Un évangéliste écossais, Kaddroe, et ses 12 compagnons (“pérégrini scots”) quittent leur pays d’origine pour l’oratoire qu’ils leur attribuent en 945 ; l’abbaye, devenue abbaye bénédictine sous l’influence d’Herisinde, connaît alors une grande période de splendeur à Thiérache tout au long du XIe siècle. Pendant les trois siècles et demi qui suivirent, l’abbaye traversa une période de tranquillité relative, jusqu’à ce qu’en 1297, Thiérache subisse plusieurs attaques au cours desquelles l’abbaye fut pillée et détruite. En 1471, le dernier abbé régulier de San Miguel fut nommé, et à partir de 1516, le pouvoir royal imposa un abbé commandant qui se vit accorder le droit de recevoir les deux tiers des revenus de l’abbaye.

C’est un coup dur pour l’église et pour les moines qui, incapables de supporter cette situation, l’abandonnent. La situation ne s’est pas améliorée avec la guerre de religion et le pillage constant par les calvinistes en 1573. Cette guerre de 20 ans laisse l’abbaye dans un très mauvais état. Jean de Mornat, abbé numéro 37 de l’Abbaye Saint-Michel, peut être considéré comme le deuxième fondateur de l’église : il était chargé de reconstruire le bâtiment et de promouvoir la renaissance du lieu sous Henri IV. L’abbaye présidée par Jean de Mornat connaît une nouvelle période de splendeur dans son histoire.

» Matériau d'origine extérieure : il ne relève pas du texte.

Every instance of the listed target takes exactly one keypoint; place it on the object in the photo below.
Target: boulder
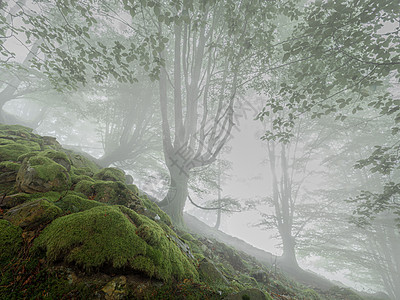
(261, 276)
(110, 174)
(8, 171)
(41, 174)
(210, 274)
(32, 214)
(10, 241)
(118, 238)
(110, 192)
(249, 294)
(115, 289)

A sa mort, l’église entre à nouveau dans une période sombre avec la Guerre de Trente Ans. Après la Paix de Nimègue (1674-1679), la région s’est finalement calmée et les travaux de restauration ont été renouvelés. Ainsi, le bâtiment a été doté d’un nouveau clocher et la chambre commune a été remplacée par des cellules pour la lecture, le sommeil et le travail. En 1715, l’abbaye subit un incendie dans lequel, heureusement, l’orgue que Jean Boizard avait livré un an plus tôt et qui est un joyau de l’église fut sauvé. Après la Révolution, l’abbaye a été vendue à Jean Louis Lalouette pour 10500 francs, un homme d’affaires très religieux qui a fait don de l’église à la commune et revendu le reste. A cette époque, un vitrail a été installé à l’intérieur du monastère.

  • En 1792, 8 des 11 moines sont encore dans l’abbaye. En 1807, le monastère créa une usine de fils à l’intérieur jusqu’à sa vente en 1864.

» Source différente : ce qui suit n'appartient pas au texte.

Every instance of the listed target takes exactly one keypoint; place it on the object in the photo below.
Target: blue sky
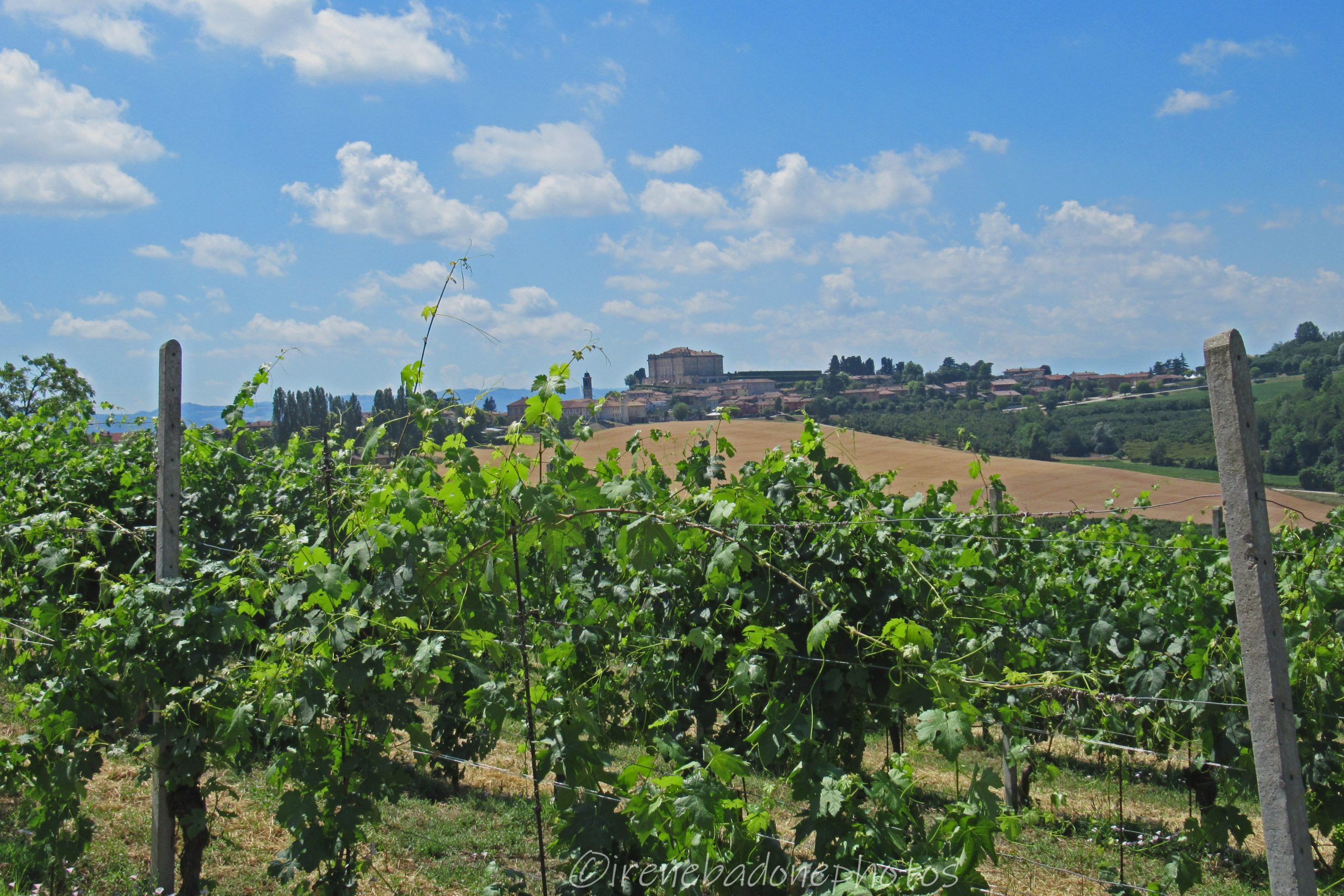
(1052, 183)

  • En 1871, le bâtiment a de nouveau pris feu, causant des dommages importants, brûlant l’église et les bâtiments et détruisant un magnifique escalier monumental.
  • En 1837, l’église communale est déclarée monument historique et l’orgue de Jean Boizard est déclaré orgue en 1950.

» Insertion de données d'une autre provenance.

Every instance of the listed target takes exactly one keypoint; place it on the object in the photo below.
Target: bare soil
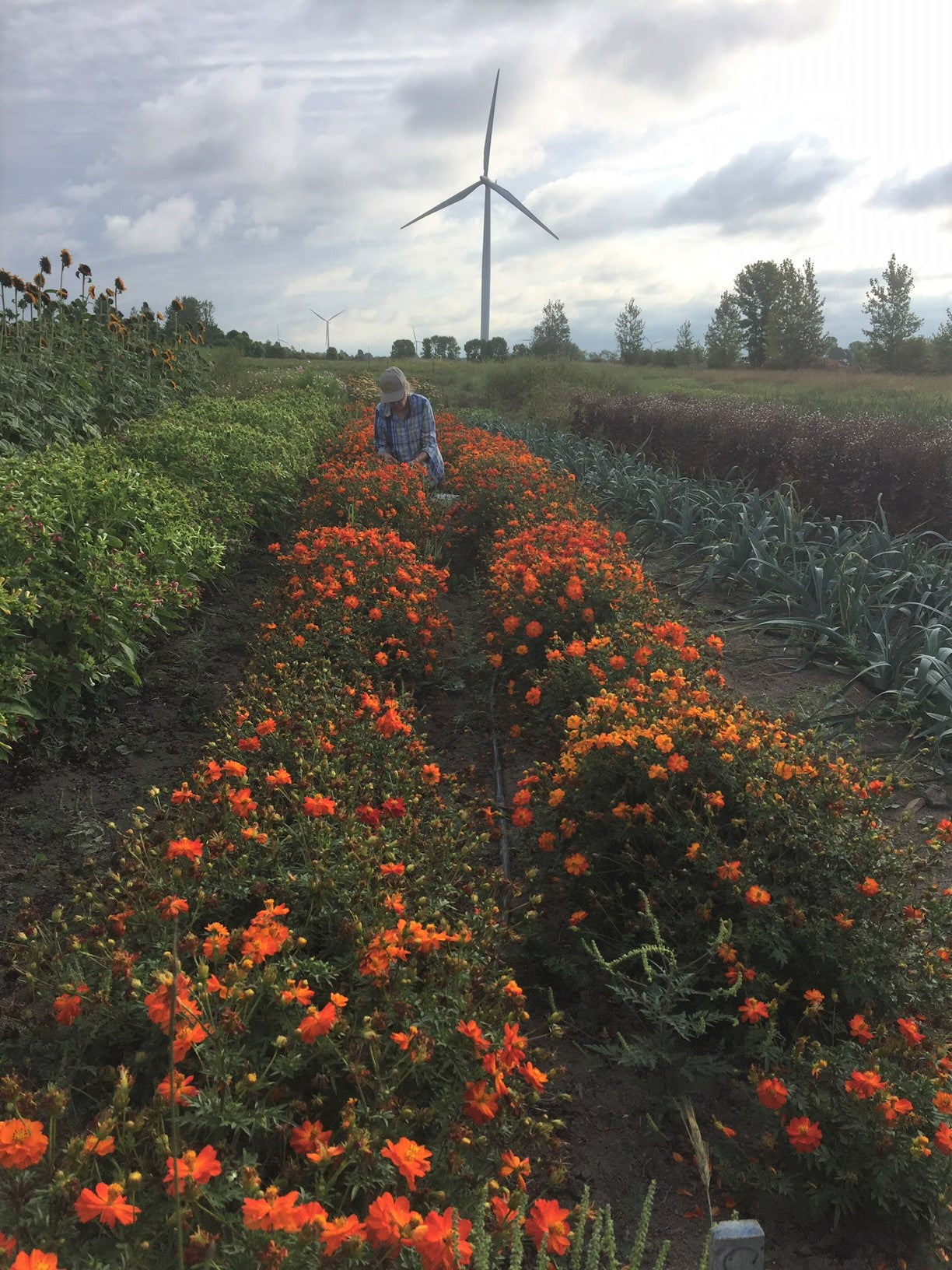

Sur le plan architectural, l’abbaye possède plusieurs structures remarquables. Le chœur, la partie la plus ancienne de l’abbaye, date du 12ème siècle et est un prototype qui a fait la renommée de Saint Michel. Il présente l’originalité d’avoir des chapelles en abside implantées à 45° par rapport au centre du chœur, dont les murs étaient recouverts de marbre au XVe siècle. A l’origine, le transept, dont la façade nord présente une grande rosette de dimensions impressionnantes, d’un diamètre de 7,15 mètres, était dominé par un requin sur le modèle de la cathédrale de Laon, qui a été remplacé par une aiguille plus légère. La nef est la transition entre le chœur gothique du XIIe siècle et la façade du XVIIe siècle, avec un classicisme pur orné de grands arcs au milieu du coffrage, de pilastres et de chapiteaux ioniques sur les piliers latéraux.